I won’t go into depth on the Minimalists’ ideas about financing your education. Sure, in a perfect world, no one would graduate with any debt for trying to better themselves with higher education. The system is naturally flawed. But just because you did not plan on becoming a doctor or lawyer doesn’t mean that it was a bad decision to take on student debt to get ahead and give you leverage to follow your passion. Sure, there are arguments for not getting a degree in certain situations. Sometimes you can work your ass of for a decade, proving yourself over and over again before finally (maybe) winning the lottery for that job of your dreams. But for the vast majority of us, that just isn’t an option. Getting a degree is the quickest path to success.

The long-term earning potential for a college graduate far outweighs the costs over a lifetime. Someone who holds a bachelor’s degree earns almost double that of someone with a high school diploma, on average. Should you minimize the debt you take on? Absolutely. Schools should also do a better job to help students understand the long-term implications of taking on student debt so that a financed summer in Italy or spring break in Cabo just don’t look so compelling to an 18 year old.

In the Minimalists’ episode on debt, one caller posed a question via voicemail. She took on $70,000 in debt to go to graduate school and now works for a nonprofit. She is part of the Public Service Loan Forgiveness program, and her question for Josh and Ryan was whether or not she should just pay it all off as quickly as possible or put in the 10 years in public service required of the program and have the remaining debt be forgiven? At first, Ryan started by saying that those programs are there for a reason, but Josh quickly responded that she should just “pay it off as soon as possible.”

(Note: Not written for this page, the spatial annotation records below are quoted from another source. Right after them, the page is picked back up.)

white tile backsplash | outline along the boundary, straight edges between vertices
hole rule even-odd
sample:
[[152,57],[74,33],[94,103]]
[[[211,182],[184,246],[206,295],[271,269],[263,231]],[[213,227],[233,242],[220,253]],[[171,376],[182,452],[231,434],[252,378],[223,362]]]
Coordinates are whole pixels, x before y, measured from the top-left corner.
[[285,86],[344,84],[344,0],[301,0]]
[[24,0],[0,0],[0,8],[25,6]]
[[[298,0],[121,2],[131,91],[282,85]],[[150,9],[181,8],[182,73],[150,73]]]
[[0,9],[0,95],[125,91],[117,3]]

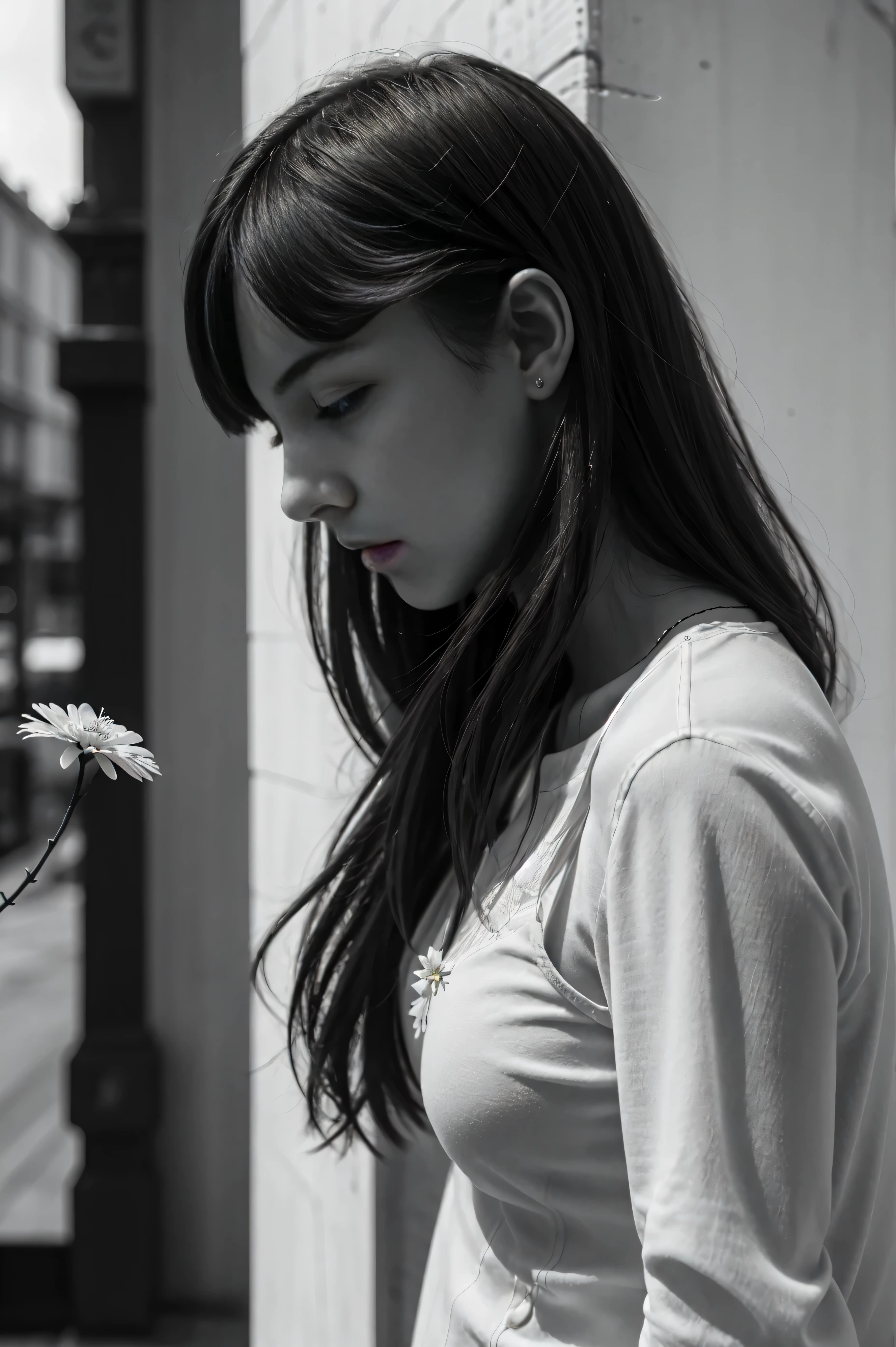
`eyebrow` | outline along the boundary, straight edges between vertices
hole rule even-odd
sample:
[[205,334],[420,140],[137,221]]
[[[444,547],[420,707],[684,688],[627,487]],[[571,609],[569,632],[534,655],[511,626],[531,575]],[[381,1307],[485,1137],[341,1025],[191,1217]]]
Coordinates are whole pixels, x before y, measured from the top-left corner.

This is where I wholeheartedly disagree. Because of math. Let’s begin with the fact that there is no way for her to erase her decision to take on this debt. Even in bankruptcy, student loans do not go away. However, by working in a public service field, she has the opportunity to have some of her debt forgiven through the Public Service Loan Forgiveness (PSLF) program through the U.S. Department of Education. Under this program, if you do not make a lot of money (a meaningful career in public service — go figure), you can get on an Income-Driven Repayment Plan. These programs can limit your student loan payments to 10% of your discretionary income, as defined by the amount you make over a certain percentage of the national poverty line. If your loans are big enough, you may not pay even the interest on that loan. I know that sounds scary, but hear me out. After 10 years of payments in a public service job, the remainder of your loan is forgiven. And guess what else? All of that interest that you pay? It’s a tax write-off (up to $2500/yr). Depending on your income, you could get a pretty substantial percentage of your payments back at the end of each tax year.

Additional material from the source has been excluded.